Unfortunately, we never had that debate during the 30-year rise of “market triumphalism. As a result, without quite realizing it — without ever deciding to do so — we drifted from having a market economy to being a market society.”
And “the difference is this: A market economy is a tool ... for organizing productive activity. A market society is a way of life in which market values seep into every aspect of human endeavor. It’s a place where social relations are made over in the image of the market.” The difference is profound.
Not only did the debate never happen. It may never. Why? Because politicians aren’t up to debating values, may be pushing us past the point of no return.
Today’s “political argument consists mainly of shouting matches on cable television, partisan vitriol on talk radio and ideological food fights on the floor of Congress,” says Sandel, so “it’s hard to imagine a reasoned public debate about such controversial moral questions as the right way to value procreation, children, education, health, the environment, citizenship and other goods.”
Dysfunctional politicians pushing Americans past point of no return
Can we change? “The appeal of using markets to put a price on public values, is that there’s no judgment on the preferences they satisfy.” Debate is unnecessary. Markets don’t “ask whether some ways of valuing goods are higher, or worthier, than others. If someone is willing to pay for sex, or a kidney ... the only question the economist asks is ‘How much?’ Markets ... don’t discriminate between worthy preferences and unworthy ones.” Markets may never draw the line, but do politicians, in secret?
What is certain: Capitalism is eliminating moral values, as Nobel economist Milton Friedman and capitalism’s philosopher Ayn Rand had been preaching to the generation. As Sandel puts it: “Each party to a deal decides for him- or herself what value to place on the things being exchanged. This nonjudgmental stance toward values lies at the heart of market reasoning, and explains much of its appeal.”

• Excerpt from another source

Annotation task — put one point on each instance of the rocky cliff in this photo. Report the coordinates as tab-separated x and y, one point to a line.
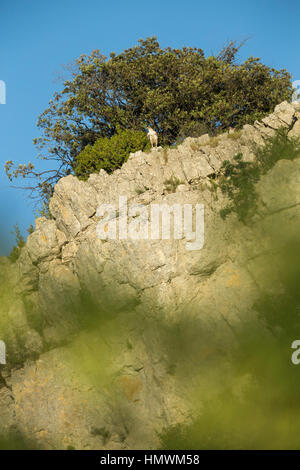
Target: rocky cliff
94	328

But unfortunately, market capitalism “has exacted a heavy price ... drained public discourse of moral and civic energy.”
The good professor is a great teacher, with only one glaring flaw in his logic: he’s too idealistic, too quixotic. You don’t have to be a fatalist to know that without a total economic collapse, market capitalists — including 1,426 billionaires, Wall Street bankers, hedgers, lobbyists and every other special interest getting rich off the new market society — will never voluntarily surrender their control over the American political system.
Rather, they will blindly continue down their self-destructive path with an absolute conviction they are divinely guided by the Invisible Hand of Adam Smith, and perhaps even God.
Meanwhile, we have no choice but wait patiently till the collapse, anxiously aware that our bizarre political system will just keep degrading America’s moral values, pricing, buying, selling, trading morals like commodities, because in the final analysis everything has a price and everyone has a price in our hot new exciting Market Society.